The epicyclic gearbox, shown on the right of the drawing, provides a choice of forward or reverse drive, and gives a positively locked position which can be used for a parking brake.
FINISH-MACHINING OF GEARWHEELS PATENT No. 601,758, conies front a specialist in gear cutting, The Fellows Gear Shaper Co., Windsor, Vermont, U.S.A., and shows the latest scheme for giving a good finish to the form of gear-teeth. The known process of gear-shaving will give a good and accurate finish, but it is a slow operation and the cutters are expensive to make. The present scheme is said to give comparable results in much less time and using standard instead of special cutters.
Referring to the drawing, the gear (1) to be treated is located in the path of a cutter (2) of the correct form, as in standard gear-cutting, but in this case the gear has already been machined almost to finished size. The cutter is then slowly fed into the gear-teeth while they both quickly revolve in mesh. The result is a helical path of cut which is said to distribute the unavoidably, small inaccuracies of the machine uniformly between all the teeth. If several "bites" are taken,
precautions are taken to see that the gear and the cutter do not meet at the same teeth.
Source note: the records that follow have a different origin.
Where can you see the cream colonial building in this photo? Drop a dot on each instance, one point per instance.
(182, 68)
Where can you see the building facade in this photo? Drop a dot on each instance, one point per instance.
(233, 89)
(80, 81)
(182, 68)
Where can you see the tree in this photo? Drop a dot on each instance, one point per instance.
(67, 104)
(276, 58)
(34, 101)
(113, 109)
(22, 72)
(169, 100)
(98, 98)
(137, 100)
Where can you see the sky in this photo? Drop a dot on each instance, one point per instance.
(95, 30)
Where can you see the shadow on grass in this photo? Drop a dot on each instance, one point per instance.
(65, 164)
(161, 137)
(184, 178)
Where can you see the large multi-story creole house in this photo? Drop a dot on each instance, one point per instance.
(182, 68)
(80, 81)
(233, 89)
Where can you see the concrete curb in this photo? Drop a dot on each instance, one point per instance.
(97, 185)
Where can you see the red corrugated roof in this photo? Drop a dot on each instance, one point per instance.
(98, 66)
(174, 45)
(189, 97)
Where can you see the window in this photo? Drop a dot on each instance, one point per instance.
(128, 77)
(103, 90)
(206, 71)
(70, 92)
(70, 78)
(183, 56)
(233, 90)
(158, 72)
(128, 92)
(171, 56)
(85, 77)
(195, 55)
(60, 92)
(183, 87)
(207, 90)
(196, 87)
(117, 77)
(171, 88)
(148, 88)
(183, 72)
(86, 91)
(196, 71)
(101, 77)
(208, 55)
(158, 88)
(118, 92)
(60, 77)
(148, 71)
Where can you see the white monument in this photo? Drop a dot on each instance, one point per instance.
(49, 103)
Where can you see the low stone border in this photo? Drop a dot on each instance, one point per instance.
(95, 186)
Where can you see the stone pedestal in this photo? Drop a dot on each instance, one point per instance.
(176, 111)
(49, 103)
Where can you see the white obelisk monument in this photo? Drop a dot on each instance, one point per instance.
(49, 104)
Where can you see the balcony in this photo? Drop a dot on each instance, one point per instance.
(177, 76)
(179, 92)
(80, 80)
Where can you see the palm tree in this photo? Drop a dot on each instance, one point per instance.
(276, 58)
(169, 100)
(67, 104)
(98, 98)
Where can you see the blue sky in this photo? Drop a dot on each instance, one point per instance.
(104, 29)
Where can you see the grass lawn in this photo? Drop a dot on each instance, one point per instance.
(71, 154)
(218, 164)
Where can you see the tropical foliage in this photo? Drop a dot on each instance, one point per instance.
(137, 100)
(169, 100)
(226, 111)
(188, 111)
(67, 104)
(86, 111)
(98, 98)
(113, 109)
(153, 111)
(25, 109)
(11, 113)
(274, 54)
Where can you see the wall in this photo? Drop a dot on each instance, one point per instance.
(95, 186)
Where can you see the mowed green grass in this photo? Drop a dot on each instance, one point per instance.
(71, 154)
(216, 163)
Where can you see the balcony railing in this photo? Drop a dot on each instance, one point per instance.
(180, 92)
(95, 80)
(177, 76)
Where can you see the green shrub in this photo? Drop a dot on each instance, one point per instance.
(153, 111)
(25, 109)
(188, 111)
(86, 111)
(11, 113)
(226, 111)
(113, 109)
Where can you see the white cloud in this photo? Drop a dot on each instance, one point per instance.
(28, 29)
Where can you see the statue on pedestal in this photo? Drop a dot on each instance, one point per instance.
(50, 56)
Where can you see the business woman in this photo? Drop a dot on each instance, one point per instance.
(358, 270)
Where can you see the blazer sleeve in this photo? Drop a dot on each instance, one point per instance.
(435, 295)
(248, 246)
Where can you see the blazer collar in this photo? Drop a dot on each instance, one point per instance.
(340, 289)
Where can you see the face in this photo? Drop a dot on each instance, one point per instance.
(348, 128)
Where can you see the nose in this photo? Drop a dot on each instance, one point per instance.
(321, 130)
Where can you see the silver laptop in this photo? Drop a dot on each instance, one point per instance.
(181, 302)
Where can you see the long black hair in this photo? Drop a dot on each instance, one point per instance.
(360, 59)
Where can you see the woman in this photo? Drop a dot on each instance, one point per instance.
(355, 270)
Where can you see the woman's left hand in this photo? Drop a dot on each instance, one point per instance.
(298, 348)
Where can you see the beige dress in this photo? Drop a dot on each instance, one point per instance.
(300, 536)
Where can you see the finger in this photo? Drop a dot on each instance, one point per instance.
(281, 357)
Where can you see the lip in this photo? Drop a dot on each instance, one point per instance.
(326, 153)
The difference between this scheme and the ordinary gear-shaping operation should be clearly grasped; in the latter the cutter reciprocates quickly and the pair revolve slowly, but in the present scheme fotation is rapid .and reciprocation slow.
INGENIOUS COOLING OF WET LINERS
PATENT No. 601,894 comes from H. Ricardo, 21, Suffolk Street, London, S.W.I, and discloses a new method of cooling cylinder liners. The chief aim is to enable the several cylinders of a multi-cylindered engine to be closely spaced and yet to provide adequate cooling.
The drawing shows a section of one of the cylinders of a four-stroke oil engine. The liner (1) is held in place by a registering ring (2) having studs (not shown) which force the liner firmly against a packing ring (3) at the top of the cylinder. Concentricity and water sealing are preserved by the use of a pair of rubber rings (4) located in grooves turned in the liner, The chief feature is the use of a helical coil of square wire (5) which surrounds the liner and compels the water to make several circuits as it passes through. The water is pumped at high velocity and enters through a common gantry (6) and, after traversing the helix, passes through pipe 7 and is directed by a second pipe (8) towards a point, in the head between the two valves. It then leaves the cylinder head by the normal return pipe.
A noteworthy feature is that the liner is not subjected to cylinder pressure in a vertical direction, and it can therefore be quite lightly held in place On that account it is the easier to replace.